O Estado continua a gastar demasiado em processos redundantes, sobreposições institucionais, estruturas sem avaliação e programas cuja eficácia raramente é medida. Não há qualquer cultura de “value for money”, e aqui falo por experiência própria no período que exerci funções públicas. A modernização administrativa avança devagar e a digitalização, embora real, convive com burocracias anacrónicas que aumentam custos e reduzem a produtividade pública e aniquilam a privada. Sem rever esta arquitetura de despesa, o país permanecerá preso a uma espiral de pressão fiscal e crescimento anémico.
Reformar a despesa pública exige coragem política e consistência técnica. Implica metas plurianuais de eficiência, avaliação independente de programas, simplificação administrativa profunda e mecanismos de responsabilização que premiem resultados e não a mera execução orçamental. Exige também uma mudança cultural: a despesa não pode ser vista como intocável sempre que está associada a setores sensíveis. Pelo contrário, é nesses setores – educação, saúde, administração pública – que maior retorno existe se o dinheiro for bem utilizado e maior prejuízo quando não é.
Num país com recursos escassos, discutir despesa pública não é um exercício ideológico. É uma condição para melhorar serviços, reduzir a carga fiscal e abrir espaço ao investimento privado. Não se trata de cortar por cortar, mas de gastar melhor: eliminar desperdício, reorganizar funções, modernizar processos e investir onde o impacto económico e social seja comprovado.
A prioridade do próximo Orçamento não deveria ser mais um exercício de retoque fiscal. Portugal precisa de um choque de gestão pública. Sem transparência, sem avaliação e sem coragem para enfrentar corporações e interesses instalados, continuaremos a pedir mais aos contribuintes para obter o mesmo … ou pior.
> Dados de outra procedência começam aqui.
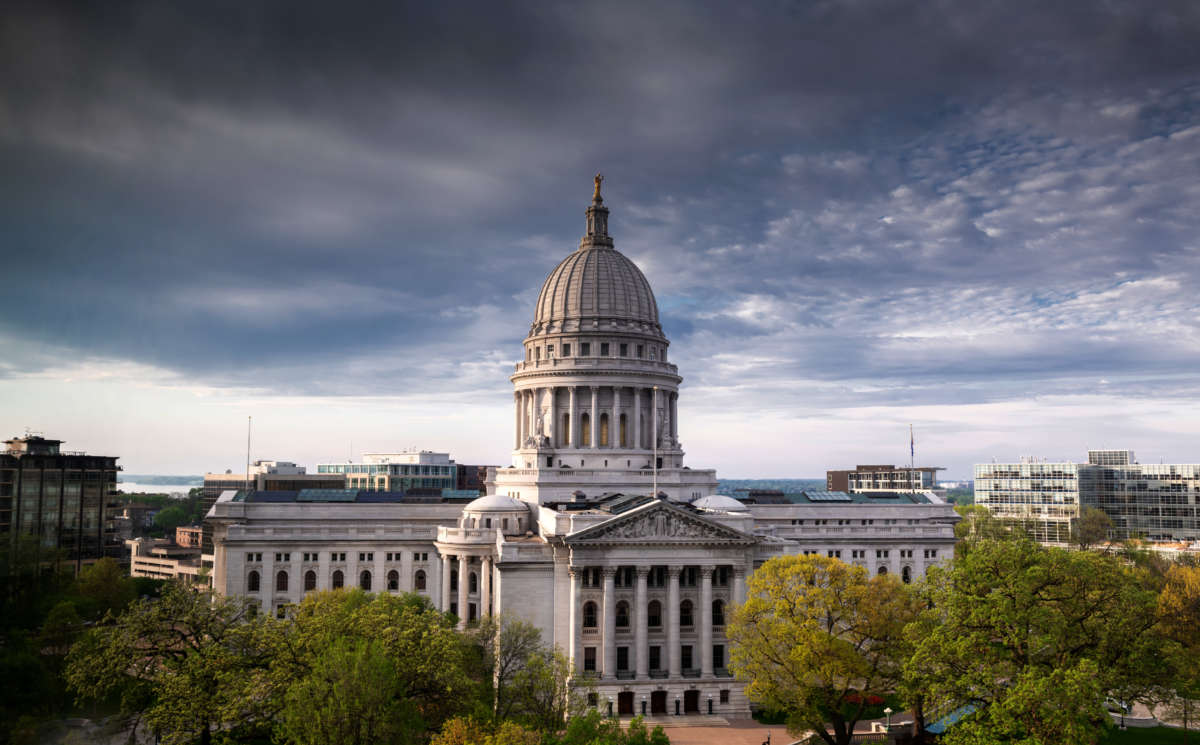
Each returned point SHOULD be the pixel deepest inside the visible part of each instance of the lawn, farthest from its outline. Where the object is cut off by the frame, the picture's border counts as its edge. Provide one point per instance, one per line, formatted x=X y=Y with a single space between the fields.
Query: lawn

É tempo de assumir que não há milagre fiscal possível sem uma transformação profunda da despesa. Ou o Estado se reforma, corta desperdício e redefine prioridades de forma clara, ou estaremos condenados a discutir eternamente de onde virá a próxima receita para alimentar uma máquina que já não entrega o que promete. A escolha é inescapável: ou continuamos na ilusão de que tudo se resolve com novos impostos, ou enfrentamos, finalmente, o debate que há décadas adiamos.